23 de Novembro de 2024

Eleições nos EUA: como Miami foi de bastião democrata na Flórida a centro da onda conservadora latina


crédito: Getty Images

"Obrigado ao condado de Miami-Dade."

Esta foi uma das primeiras frases do discurso de vitória do governador do Estado americano da Flórida, Ron DeSantis, comemorando sua reeleição na noite de terça-feira (8/11). E não era para menos.

Miami votou massivamente nos candidatos republicanos nas eleições de meio de mandato de 2022, algo que não ocorria há 20 anos. A principal cidade da Flórida tornou-se também a principal cidade americana de maioria latina onde o Partido Republicano saiu vitorioso.

Cerca de 70% da população do condado de Miami-Dade são de origem latina. Destes, cerca de metade tem origem cubana.

E a metrópole atualmente é o sinal mais claro de um terremoto eleitoral que está transformando a política dos Estados Unidos: o realinhamento para a direita de uma parcela importante do eleitorado latino do país.

Esta vitória é particularmente reconfortante para os republicanos.

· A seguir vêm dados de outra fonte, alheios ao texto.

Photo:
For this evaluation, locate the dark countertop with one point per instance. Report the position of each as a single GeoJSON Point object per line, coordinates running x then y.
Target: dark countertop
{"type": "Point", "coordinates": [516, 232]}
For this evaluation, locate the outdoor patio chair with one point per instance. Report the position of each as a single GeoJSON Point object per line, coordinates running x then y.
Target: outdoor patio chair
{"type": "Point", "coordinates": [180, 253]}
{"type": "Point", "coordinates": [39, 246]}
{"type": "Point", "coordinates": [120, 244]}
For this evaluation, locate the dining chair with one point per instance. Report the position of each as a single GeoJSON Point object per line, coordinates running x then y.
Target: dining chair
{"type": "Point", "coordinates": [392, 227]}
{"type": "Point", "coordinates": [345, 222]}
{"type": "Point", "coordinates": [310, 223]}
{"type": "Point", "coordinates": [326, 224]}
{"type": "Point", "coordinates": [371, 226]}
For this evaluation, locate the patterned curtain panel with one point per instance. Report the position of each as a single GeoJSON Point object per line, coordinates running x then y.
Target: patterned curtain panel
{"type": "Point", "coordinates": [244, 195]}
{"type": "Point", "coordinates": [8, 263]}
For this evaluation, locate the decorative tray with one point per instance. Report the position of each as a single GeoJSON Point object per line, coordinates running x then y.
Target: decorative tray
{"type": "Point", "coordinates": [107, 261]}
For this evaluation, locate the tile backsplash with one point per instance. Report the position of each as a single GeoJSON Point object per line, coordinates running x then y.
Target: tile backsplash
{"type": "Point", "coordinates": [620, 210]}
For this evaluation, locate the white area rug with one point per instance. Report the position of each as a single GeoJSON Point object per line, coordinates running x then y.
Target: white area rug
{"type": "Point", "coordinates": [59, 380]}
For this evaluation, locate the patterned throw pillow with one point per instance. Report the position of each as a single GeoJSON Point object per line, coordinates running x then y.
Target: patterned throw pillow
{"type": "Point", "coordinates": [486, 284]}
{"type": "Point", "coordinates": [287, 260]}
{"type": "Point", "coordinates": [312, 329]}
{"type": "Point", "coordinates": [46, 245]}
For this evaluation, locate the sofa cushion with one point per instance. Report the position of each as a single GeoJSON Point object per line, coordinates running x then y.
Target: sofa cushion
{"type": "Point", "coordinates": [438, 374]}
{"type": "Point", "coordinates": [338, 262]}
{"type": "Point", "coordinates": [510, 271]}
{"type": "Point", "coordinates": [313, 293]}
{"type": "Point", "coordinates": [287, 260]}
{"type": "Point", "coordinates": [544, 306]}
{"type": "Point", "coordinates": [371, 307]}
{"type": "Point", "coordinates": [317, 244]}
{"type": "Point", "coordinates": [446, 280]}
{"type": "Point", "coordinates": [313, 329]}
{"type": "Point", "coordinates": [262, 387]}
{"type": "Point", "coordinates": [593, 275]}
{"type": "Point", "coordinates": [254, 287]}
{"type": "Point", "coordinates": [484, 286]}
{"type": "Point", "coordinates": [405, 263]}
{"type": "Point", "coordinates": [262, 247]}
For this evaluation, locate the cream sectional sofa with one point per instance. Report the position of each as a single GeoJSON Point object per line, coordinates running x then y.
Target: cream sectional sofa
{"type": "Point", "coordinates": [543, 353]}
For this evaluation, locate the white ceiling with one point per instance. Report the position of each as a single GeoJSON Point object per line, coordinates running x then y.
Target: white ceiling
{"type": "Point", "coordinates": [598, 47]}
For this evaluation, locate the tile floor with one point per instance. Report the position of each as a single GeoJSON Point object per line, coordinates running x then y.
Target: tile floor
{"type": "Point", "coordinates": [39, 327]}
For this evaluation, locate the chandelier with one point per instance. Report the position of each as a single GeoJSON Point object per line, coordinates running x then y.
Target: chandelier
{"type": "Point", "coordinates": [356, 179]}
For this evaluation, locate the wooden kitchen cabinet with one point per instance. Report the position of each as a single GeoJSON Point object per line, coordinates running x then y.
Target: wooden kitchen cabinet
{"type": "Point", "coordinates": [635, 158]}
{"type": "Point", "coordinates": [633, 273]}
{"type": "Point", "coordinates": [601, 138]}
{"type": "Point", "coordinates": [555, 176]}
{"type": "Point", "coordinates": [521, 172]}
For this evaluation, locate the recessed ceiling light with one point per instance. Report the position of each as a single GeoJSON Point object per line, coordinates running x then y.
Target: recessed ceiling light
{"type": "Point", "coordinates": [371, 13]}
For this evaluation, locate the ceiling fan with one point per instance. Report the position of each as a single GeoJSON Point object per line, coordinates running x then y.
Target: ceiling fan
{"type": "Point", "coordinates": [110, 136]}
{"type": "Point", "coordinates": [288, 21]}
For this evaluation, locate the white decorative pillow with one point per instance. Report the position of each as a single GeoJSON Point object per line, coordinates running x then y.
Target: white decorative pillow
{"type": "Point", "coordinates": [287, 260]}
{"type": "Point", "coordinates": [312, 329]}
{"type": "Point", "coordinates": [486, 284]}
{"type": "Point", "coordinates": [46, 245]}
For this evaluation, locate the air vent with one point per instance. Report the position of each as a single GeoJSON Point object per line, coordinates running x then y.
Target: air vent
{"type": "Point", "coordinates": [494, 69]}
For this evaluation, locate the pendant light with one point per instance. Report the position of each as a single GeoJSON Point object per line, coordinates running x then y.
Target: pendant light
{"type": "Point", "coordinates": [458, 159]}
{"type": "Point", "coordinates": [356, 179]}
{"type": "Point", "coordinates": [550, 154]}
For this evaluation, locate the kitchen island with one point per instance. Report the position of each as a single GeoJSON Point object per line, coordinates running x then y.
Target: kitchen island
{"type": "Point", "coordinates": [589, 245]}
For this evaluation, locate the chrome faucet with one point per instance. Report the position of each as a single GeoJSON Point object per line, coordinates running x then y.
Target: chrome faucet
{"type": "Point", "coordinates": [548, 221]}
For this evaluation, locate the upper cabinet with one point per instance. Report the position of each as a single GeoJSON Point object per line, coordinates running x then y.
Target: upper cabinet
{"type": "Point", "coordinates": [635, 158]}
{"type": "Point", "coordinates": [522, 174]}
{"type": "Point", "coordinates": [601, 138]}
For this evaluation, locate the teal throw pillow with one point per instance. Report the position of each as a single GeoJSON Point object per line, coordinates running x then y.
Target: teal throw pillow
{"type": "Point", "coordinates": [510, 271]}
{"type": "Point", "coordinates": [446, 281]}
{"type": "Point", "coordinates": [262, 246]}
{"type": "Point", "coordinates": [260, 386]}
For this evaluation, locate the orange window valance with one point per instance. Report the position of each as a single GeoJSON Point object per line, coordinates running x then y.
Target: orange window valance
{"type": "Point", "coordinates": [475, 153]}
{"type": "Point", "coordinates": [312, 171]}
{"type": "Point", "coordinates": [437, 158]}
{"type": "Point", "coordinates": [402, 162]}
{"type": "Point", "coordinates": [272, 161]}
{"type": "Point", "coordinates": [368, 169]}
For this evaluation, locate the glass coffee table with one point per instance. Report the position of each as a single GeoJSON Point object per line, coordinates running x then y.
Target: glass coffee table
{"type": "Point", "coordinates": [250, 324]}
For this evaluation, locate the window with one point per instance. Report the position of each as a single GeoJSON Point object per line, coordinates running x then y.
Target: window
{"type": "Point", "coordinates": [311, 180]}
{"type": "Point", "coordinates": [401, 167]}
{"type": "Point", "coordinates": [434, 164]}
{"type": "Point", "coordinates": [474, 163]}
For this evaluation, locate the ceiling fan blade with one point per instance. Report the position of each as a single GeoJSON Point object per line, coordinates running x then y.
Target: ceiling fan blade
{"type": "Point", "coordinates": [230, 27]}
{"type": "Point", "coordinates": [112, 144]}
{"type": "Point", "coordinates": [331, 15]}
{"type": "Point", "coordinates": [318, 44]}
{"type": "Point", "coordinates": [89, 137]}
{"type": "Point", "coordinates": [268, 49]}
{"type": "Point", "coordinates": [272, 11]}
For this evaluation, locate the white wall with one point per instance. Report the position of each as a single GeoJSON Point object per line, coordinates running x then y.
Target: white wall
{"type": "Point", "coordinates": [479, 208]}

Há décadas se dava como certo que os eleitores americanos de origem latina inclinavam-se para o lado democrata. À medida que crescia a população latina do país, os democratas confiavam neste segmento do eleitorado como uma espécie de garantia de um futuro para o seu partido em nível nacional.

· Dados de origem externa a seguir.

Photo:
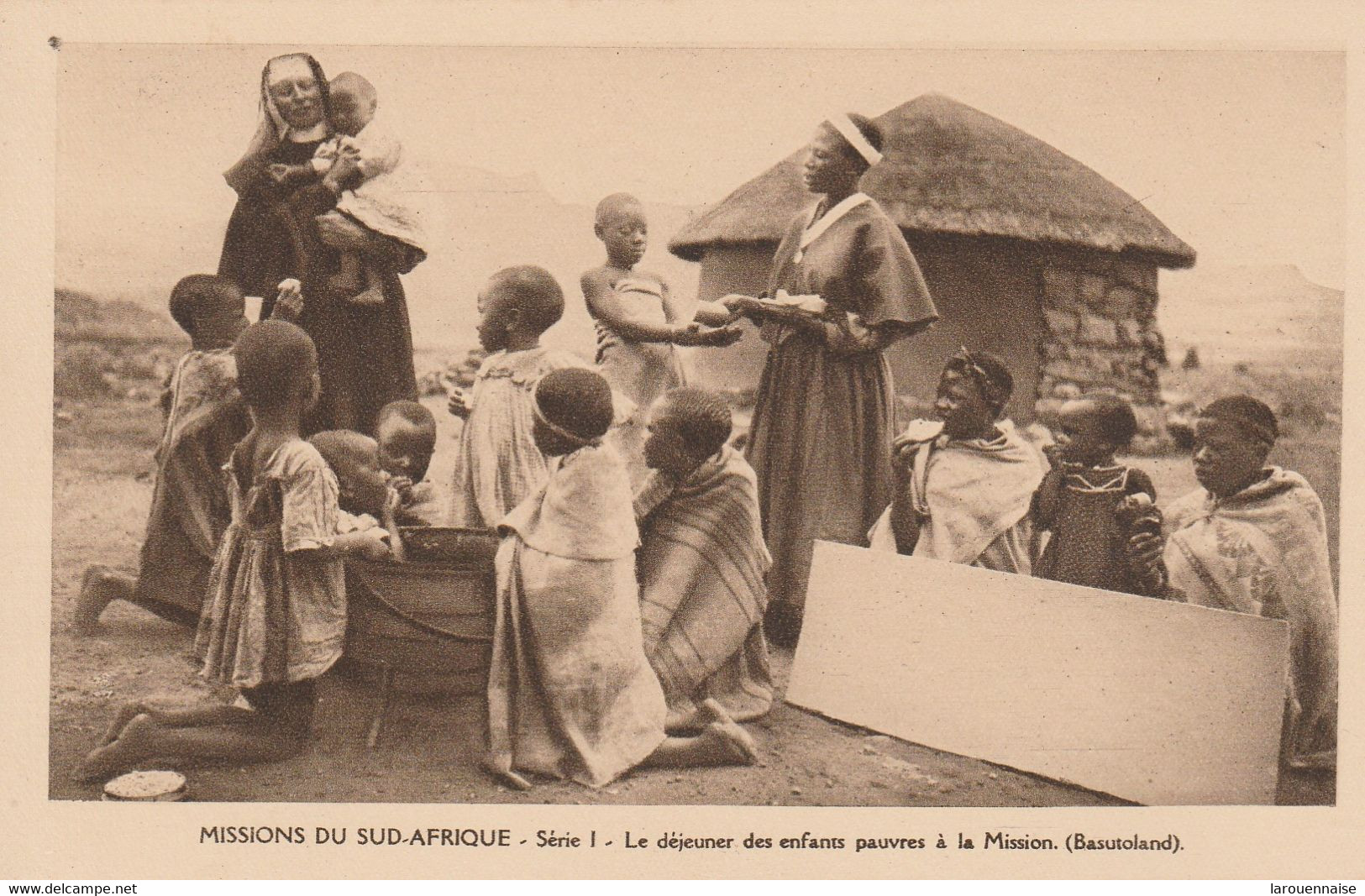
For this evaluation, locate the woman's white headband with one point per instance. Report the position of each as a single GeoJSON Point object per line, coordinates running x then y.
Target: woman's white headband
{"type": "Point", "coordinates": [849, 133]}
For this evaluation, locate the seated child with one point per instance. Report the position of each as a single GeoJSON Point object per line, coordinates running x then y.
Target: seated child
{"type": "Point", "coordinates": [365, 493]}
{"type": "Point", "coordinates": [571, 693]}
{"type": "Point", "coordinates": [964, 482]}
{"type": "Point", "coordinates": [638, 319]}
{"type": "Point", "coordinates": [1088, 502]}
{"type": "Point", "coordinates": [275, 616]}
{"type": "Point", "coordinates": [702, 562]}
{"type": "Point", "coordinates": [406, 434]}
{"type": "Point", "coordinates": [498, 464]}
{"type": "Point", "coordinates": [375, 203]}
{"type": "Point", "coordinates": [190, 505]}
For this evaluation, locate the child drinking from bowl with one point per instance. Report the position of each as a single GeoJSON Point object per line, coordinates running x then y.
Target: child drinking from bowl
{"type": "Point", "coordinates": [639, 322]}
{"type": "Point", "coordinates": [375, 203]}
{"type": "Point", "coordinates": [365, 493]}
{"type": "Point", "coordinates": [571, 692]}
{"type": "Point", "coordinates": [190, 511]}
{"type": "Point", "coordinates": [406, 435]}
{"type": "Point", "coordinates": [275, 616]}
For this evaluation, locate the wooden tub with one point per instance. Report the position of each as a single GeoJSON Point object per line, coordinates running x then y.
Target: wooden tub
{"type": "Point", "coordinates": [430, 616]}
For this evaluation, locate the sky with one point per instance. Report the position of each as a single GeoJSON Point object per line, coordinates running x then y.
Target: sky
{"type": "Point", "coordinates": [1242, 155]}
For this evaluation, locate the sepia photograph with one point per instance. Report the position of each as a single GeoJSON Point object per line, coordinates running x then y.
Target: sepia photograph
{"type": "Point", "coordinates": [696, 426]}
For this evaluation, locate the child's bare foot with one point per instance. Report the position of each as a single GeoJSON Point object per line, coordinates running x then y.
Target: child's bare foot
{"type": "Point", "coordinates": [127, 714]}
{"type": "Point", "coordinates": [98, 587]}
{"type": "Point", "coordinates": [727, 736]}
{"type": "Point", "coordinates": [370, 296]}
{"type": "Point", "coordinates": [113, 758]}
{"type": "Point", "coordinates": [344, 284]}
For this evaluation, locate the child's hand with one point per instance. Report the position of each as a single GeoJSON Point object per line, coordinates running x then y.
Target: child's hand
{"type": "Point", "coordinates": [720, 337]}
{"type": "Point", "coordinates": [742, 306]}
{"type": "Point", "coordinates": [375, 544]}
{"type": "Point", "coordinates": [460, 404]}
{"type": "Point", "coordinates": [691, 334]}
{"type": "Point", "coordinates": [902, 458]}
{"type": "Point", "coordinates": [916, 432]}
{"type": "Point", "coordinates": [400, 485]}
{"type": "Point", "coordinates": [288, 301]}
{"type": "Point", "coordinates": [392, 500]}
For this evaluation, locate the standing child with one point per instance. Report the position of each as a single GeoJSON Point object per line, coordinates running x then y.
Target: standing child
{"type": "Point", "coordinates": [190, 506]}
{"type": "Point", "coordinates": [275, 616]}
{"type": "Point", "coordinates": [571, 693]}
{"type": "Point", "coordinates": [702, 562]}
{"type": "Point", "coordinates": [406, 435]}
{"type": "Point", "coordinates": [498, 464]}
{"type": "Point", "coordinates": [638, 319]}
{"type": "Point", "coordinates": [1088, 500]}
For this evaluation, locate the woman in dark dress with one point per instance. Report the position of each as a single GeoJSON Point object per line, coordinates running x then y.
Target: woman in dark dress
{"type": "Point", "coordinates": [365, 352]}
{"type": "Point", "coordinates": [821, 441]}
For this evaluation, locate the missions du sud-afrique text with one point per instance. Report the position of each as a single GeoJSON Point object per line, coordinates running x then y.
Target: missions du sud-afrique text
{"type": "Point", "coordinates": [496, 837]}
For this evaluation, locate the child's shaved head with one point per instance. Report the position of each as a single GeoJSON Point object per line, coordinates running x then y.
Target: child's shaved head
{"type": "Point", "coordinates": [615, 207]}
{"type": "Point", "coordinates": [406, 432]}
{"type": "Point", "coordinates": [702, 419]}
{"type": "Point", "coordinates": [411, 412]}
{"type": "Point", "coordinates": [354, 458]}
{"type": "Point", "coordinates": [198, 296]}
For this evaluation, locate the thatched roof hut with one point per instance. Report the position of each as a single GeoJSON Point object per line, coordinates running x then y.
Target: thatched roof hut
{"type": "Point", "coordinates": [1026, 251]}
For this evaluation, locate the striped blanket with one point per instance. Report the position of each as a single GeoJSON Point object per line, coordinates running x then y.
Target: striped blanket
{"type": "Point", "coordinates": [702, 563]}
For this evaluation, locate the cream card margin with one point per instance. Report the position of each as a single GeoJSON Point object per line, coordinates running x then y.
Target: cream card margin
{"type": "Point", "coordinates": [48, 841]}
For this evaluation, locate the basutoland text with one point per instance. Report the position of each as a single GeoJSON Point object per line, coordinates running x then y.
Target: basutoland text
{"type": "Point", "coordinates": [679, 841]}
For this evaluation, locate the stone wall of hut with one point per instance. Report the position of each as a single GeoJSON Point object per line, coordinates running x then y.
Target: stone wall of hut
{"type": "Point", "coordinates": [1100, 334]}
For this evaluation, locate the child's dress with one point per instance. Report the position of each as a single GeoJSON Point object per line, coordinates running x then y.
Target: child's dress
{"type": "Point", "coordinates": [1088, 544]}
{"type": "Point", "coordinates": [498, 464]}
{"type": "Point", "coordinates": [571, 692]}
{"type": "Point", "coordinates": [640, 371]}
{"type": "Point", "coordinates": [272, 616]}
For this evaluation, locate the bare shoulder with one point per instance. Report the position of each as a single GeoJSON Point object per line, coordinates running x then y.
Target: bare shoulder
{"type": "Point", "coordinates": [650, 275]}
{"type": "Point", "coordinates": [596, 279]}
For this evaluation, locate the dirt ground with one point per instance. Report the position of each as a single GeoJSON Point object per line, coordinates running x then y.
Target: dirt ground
{"type": "Point", "coordinates": [430, 749]}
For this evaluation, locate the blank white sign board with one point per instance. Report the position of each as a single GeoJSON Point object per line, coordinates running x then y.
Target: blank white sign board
{"type": "Point", "coordinates": [1148, 700]}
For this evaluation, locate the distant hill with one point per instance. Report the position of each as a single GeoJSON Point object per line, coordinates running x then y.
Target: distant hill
{"type": "Point", "coordinates": [80, 317]}
{"type": "Point", "coordinates": [1268, 314]}
{"type": "Point", "coordinates": [478, 221]}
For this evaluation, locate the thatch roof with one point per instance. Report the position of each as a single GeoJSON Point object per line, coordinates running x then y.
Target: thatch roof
{"type": "Point", "coordinates": [952, 170]}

A comunidade cubana de Miami é tradicionalmente mais conservadora que os demais grupos latinos dos Estados Unidos. Mas, desde o começo do século, a juventude cubano-americana parecia estar se movendo para esquerda.

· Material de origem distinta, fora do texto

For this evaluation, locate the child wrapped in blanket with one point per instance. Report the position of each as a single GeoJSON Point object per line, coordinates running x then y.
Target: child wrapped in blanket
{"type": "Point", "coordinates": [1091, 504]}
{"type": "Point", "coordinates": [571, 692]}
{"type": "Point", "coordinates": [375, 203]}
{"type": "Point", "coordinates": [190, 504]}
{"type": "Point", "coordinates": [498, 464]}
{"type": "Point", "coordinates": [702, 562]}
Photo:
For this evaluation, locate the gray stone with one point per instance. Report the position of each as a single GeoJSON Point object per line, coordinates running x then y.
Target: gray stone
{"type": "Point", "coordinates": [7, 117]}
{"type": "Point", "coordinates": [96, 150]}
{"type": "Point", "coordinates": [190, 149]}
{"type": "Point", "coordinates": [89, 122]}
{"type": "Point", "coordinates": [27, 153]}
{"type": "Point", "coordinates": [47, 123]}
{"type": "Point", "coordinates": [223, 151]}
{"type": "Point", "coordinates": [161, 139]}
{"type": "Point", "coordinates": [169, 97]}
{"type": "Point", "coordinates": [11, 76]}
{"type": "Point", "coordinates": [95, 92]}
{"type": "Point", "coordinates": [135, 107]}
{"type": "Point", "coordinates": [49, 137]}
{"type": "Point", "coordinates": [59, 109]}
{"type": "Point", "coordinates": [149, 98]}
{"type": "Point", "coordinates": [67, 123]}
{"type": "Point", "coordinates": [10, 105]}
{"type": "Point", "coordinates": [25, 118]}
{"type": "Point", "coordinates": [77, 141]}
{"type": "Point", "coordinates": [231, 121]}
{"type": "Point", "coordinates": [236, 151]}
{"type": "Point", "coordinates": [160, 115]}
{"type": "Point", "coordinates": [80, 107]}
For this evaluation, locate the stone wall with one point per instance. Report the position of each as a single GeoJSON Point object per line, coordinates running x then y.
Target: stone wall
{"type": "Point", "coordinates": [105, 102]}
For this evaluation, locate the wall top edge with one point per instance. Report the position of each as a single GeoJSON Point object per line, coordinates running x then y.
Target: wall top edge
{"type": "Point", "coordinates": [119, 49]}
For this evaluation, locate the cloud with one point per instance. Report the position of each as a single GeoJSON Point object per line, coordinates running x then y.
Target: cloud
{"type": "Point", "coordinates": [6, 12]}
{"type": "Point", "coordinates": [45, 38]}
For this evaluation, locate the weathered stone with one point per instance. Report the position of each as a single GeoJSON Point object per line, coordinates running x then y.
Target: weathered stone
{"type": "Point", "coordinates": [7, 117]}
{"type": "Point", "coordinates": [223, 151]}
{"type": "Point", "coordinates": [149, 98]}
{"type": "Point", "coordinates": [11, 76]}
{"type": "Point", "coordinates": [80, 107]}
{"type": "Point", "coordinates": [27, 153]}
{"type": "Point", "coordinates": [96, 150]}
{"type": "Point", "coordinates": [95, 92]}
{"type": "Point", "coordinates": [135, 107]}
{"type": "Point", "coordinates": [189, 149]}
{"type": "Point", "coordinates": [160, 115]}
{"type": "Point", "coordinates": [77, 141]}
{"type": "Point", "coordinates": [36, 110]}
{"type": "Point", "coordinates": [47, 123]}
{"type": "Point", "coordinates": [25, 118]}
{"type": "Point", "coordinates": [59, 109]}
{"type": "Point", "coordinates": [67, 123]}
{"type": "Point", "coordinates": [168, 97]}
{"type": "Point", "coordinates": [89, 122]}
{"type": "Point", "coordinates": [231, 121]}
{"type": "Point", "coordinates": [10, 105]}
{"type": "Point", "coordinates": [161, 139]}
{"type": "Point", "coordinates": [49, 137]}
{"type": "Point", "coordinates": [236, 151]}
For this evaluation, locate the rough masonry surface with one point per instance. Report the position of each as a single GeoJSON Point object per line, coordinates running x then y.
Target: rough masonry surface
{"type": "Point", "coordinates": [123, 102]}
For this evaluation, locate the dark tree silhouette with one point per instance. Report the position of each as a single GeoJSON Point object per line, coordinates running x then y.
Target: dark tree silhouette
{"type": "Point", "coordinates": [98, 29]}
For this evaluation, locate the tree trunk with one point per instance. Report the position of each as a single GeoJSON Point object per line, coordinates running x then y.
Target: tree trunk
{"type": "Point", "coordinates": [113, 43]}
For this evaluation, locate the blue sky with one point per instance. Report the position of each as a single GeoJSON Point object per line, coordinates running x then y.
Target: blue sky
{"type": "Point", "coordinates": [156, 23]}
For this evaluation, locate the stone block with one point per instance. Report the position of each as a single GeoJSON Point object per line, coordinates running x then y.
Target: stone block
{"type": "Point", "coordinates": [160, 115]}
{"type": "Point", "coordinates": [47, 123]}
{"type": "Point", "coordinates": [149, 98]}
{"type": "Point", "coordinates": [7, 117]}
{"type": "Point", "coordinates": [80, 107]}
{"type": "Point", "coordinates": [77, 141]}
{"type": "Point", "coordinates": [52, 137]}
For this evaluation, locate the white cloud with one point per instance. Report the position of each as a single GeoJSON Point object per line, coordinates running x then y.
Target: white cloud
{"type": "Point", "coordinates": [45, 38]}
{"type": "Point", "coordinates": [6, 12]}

Aliada a outros grupos, como os afro-americanos e os brancos de tendência progressista, ela contribuiu para que Miami se tornasse o grande bastião democrata no Estado da Flórida, considerado o principal campo de batalha eleitoral do país.

Mas esta narrativa agora é posta em dúvida, após a derrota dos candidatos democratas em Miami nas eleições de 2022.

Miami-Dade é o coração da maior região metropolitana do Estado da Flórida. O condado votou majoritariamente na reeleição do governador DeSantis, contra seu oponente democrata Charlie Crist.

Os resultados parciais disponíveis na noite da eleição indicavam uma vantagem de 55% para DeSantis contra 43% de Crist — uma diferença já impossível de ser revertida.

O último candidato republicano ao governo da Flórida a vencer em Miami foi Jeb Bush, irmão do ex-presidente George W. Bush, na sua reeleição como governador em 2002.

E os outros resultados eleitorais em Miami no pleito de 8 de novembro foram igualmente decepcionantes para os democratas. O senador republicano Marco Rubio foi reeleito para representar o Estado da Flórida, vencendo a candidata afro-americana Val Demings, considerada uma das figuras em ascensão do Partido Democrata.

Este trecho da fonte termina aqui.